Du point de vue de l’État islamique, qui revendique opportunément l’action meurtrière de Nice, la démarche terroriste ne fait évidemment aucun doute. Mais, du point de vue du tueur, dont les intentions ne sont pas claires – et, par conséquent, celles des personnes aujourd’hui accusées d’association de malfaiteurs terroriste –, que dire ? L’attaque de Nice peut-elle être qualifiée de terroriste sans être pour autant jihadiste ?
Si la France considère qu’un acte n’a pas besoin d’être rattaché clairement à une idéologie politique pour être qualifié de terroriste, alors pourquoi la tuerie de masse commise au conseil municipal de Nanterre en 2002 – 8 morts et 19 blessés – n’a-t-elle pas été considérée comme tel ? Et ce, alors que l’auteur, suicidaire et dépressif, a laissé des écrits tels que : « J’espère, à mon niveau, être à la hauteur d’un Ben Laden, d’un Milosevic, d’un Pol Pot, d’un Hitler, d’un Staline… » La réponse est à chercher dans le contexte. Et c’est bien la preuve que notre définition pose problème : elle ne traverse pas les contextes, elle se meut avec.

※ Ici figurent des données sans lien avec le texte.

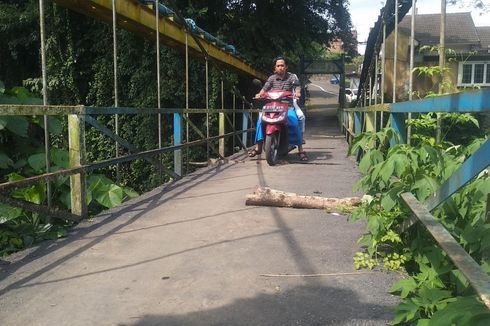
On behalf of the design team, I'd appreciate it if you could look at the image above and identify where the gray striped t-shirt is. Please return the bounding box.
[262,72,299,92]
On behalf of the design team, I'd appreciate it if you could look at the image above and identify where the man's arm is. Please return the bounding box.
[255,77,271,98]
[291,74,301,98]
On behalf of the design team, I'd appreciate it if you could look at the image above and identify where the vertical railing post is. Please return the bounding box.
[184,32,190,173]
[379,20,386,129]
[155,0,163,180]
[39,0,51,208]
[219,80,225,157]
[242,101,248,147]
[354,111,362,136]
[390,113,407,146]
[112,0,120,182]
[206,57,209,162]
[232,93,237,154]
[407,0,417,145]
[68,114,87,218]
[347,111,354,143]
[392,0,398,103]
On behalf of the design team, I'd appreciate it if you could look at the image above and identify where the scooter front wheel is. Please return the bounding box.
[264,132,281,166]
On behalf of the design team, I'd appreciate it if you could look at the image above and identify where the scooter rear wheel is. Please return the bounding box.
[264,132,281,166]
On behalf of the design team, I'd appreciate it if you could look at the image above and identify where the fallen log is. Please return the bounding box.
[245,187,361,209]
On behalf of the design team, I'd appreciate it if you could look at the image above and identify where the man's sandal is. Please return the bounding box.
[248,148,262,157]
[298,151,308,161]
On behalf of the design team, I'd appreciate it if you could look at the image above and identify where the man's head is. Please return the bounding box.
[273,57,288,77]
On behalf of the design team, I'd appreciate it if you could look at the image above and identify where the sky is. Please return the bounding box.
[349,0,490,54]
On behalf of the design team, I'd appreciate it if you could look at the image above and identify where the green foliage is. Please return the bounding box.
[0,82,138,257]
[349,125,490,325]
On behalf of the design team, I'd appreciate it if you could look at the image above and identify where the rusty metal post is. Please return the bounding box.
[68,114,87,218]
[407,0,417,145]
[112,0,120,182]
[39,0,51,208]
[218,80,225,157]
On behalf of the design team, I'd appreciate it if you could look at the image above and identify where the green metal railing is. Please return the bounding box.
[0,105,258,221]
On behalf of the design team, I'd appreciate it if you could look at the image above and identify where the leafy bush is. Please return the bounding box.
[349,127,490,325]
[0,81,138,257]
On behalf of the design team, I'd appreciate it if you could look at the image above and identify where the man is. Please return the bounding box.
[248,57,308,161]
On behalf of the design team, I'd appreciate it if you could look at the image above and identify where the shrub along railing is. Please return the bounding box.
[340,89,490,309]
[0,0,266,224]
[0,105,258,221]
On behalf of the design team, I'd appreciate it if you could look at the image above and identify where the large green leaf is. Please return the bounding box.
[429,296,490,326]
[123,187,139,198]
[50,148,70,169]
[95,184,124,208]
[0,116,8,130]
[388,277,417,298]
[393,299,419,325]
[27,153,46,172]
[0,152,14,169]
[0,204,22,224]
[5,116,29,137]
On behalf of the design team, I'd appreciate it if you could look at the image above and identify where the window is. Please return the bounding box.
[458,61,490,86]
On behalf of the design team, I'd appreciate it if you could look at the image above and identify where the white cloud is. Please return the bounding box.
[349,0,490,54]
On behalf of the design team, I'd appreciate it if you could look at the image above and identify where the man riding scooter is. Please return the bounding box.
[248,57,308,161]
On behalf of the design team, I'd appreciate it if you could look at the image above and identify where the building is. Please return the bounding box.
[385,12,490,100]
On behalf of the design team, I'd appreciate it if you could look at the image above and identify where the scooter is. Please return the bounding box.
[256,90,293,166]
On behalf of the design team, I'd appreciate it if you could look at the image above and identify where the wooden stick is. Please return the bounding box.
[245,187,361,209]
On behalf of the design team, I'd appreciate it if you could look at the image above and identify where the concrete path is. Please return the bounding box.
[0,80,398,326]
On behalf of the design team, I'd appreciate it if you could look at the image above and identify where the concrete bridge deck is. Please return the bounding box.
[0,77,398,326]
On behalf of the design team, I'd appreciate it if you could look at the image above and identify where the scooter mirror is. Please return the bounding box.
[252,78,262,88]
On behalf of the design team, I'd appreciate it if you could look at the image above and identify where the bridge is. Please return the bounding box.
[0,0,490,325]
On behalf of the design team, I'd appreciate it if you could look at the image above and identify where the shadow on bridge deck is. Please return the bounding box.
[0,77,398,326]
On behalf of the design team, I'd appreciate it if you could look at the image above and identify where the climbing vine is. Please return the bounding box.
[349,125,490,325]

« Le Parlement et le Conseil constitutionnel ont laissé le soin à l’autorité judiciaire d’interpréter les contours des notions d’“intimidation” et de “terreur”, constate la Cour de cassation dans sa décision. Celle-ci est chargée de donner un sens à des termes non définis par le législateur, et ce d’une manière qui soit adaptée aux évolutions de la société démocratique -contemporaine. »

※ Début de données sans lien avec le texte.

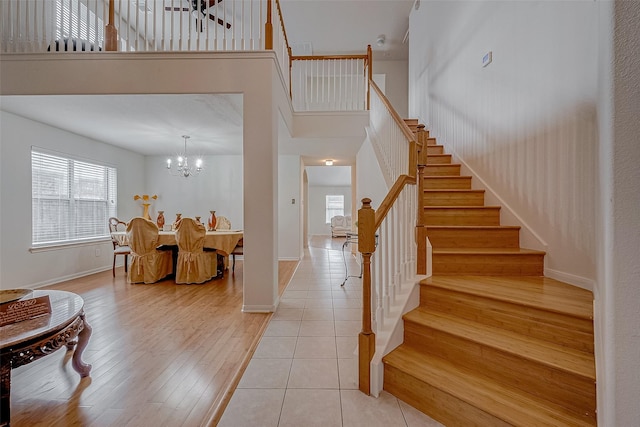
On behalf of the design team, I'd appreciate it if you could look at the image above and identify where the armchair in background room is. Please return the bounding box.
[331,215,351,237]
[176,218,218,283]
[127,217,173,283]
[216,216,231,230]
[109,217,131,277]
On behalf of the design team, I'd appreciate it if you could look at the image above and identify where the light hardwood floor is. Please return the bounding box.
[11,261,297,427]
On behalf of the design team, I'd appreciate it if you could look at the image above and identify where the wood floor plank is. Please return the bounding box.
[11,261,298,427]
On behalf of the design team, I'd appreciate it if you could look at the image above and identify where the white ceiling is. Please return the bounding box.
[305,166,351,187]
[280,0,419,60]
[0,94,242,155]
[0,0,412,185]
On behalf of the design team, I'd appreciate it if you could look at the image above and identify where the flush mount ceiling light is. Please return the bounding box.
[167,135,202,178]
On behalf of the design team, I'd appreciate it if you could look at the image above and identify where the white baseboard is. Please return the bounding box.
[453,153,549,252]
[370,276,426,397]
[21,265,111,289]
[544,268,596,292]
[242,304,278,313]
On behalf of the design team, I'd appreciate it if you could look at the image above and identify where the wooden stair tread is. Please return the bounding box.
[383,345,594,427]
[422,276,593,320]
[424,205,500,210]
[424,176,473,179]
[433,248,546,255]
[424,188,485,194]
[404,308,595,381]
[426,225,520,231]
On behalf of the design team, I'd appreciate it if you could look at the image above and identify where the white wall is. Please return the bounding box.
[409,1,640,426]
[0,111,145,289]
[409,1,598,289]
[278,155,302,260]
[373,60,409,118]
[309,185,351,235]
[144,155,244,230]
[594,1,640,426]
[354,134,389,211]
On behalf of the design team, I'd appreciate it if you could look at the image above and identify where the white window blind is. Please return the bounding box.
[325,194,344,224]
[31,149,118,247]
[56,0,104,45]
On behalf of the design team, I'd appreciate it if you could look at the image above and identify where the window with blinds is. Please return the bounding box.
[31,149,118,247]
[56,0,104,44]
[325,194,344,224]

Il y a tellement d’invocations du terrorisme dans tellement de concepts différents que ce terme en a perdu tout sens discernable.
Un acte est donc qualifié de terroriste en fonction de son impact sur la population, évalué en fonction du moment. Une zone de flottement qui donne la possibilité aux États de faire évoluer cette définition selon leurs stratégies et leurs intérêts.
Car non seulement la qualification « terroriste » entraîne l’application d’un régime légal spécifique beaucoup plus répressif que le droit commun mais, en plus, « le concept de “terrorisme” a pour fonction d’attribuer un label d’infamie à une forme de violence particulière, aux fins de sa délégitimation et de légitimation de l’action étatique corrélative », note François Dubuisson.
C’est pour cela que l’on voit fleurir ce qualificatif à l’encontre d’opposants politiques, dont les actions n’ont rien en commun avec des actes meurtriers. Un phénomène qui tend à surinvestir une partie restreinte des objectifs du terrorisme listés par l’Europe en 2017, celle de « contraindre indûment des pouvoirs publics ou une organisation internationale à accomplir ou à s’abstenir d’accomplir un acte quelconque ».La désobéissance civile ne pourrait-elle pas être qualifiée de terroriste ?
En troublant l’ordre public pour contraindre les autorités à agir, ce type d’action risque d’entrer dans ce très large giron. Et Pierre Klein, chercheur en droit international spécialiste du terrorisme, enseignant à l’ULB, de conclure : « Il y a tellement d’invocations du terrorisme dans tellement de concepts différents que ce terme en a perdu tout sens discernable. » À l’avantage de ceux qui le manient.
(1) « La définition du “terrorisme” : débats, enjeux et fonctions dans le discours juridique », dans Confluences Méditerranée, n° 102, 2017.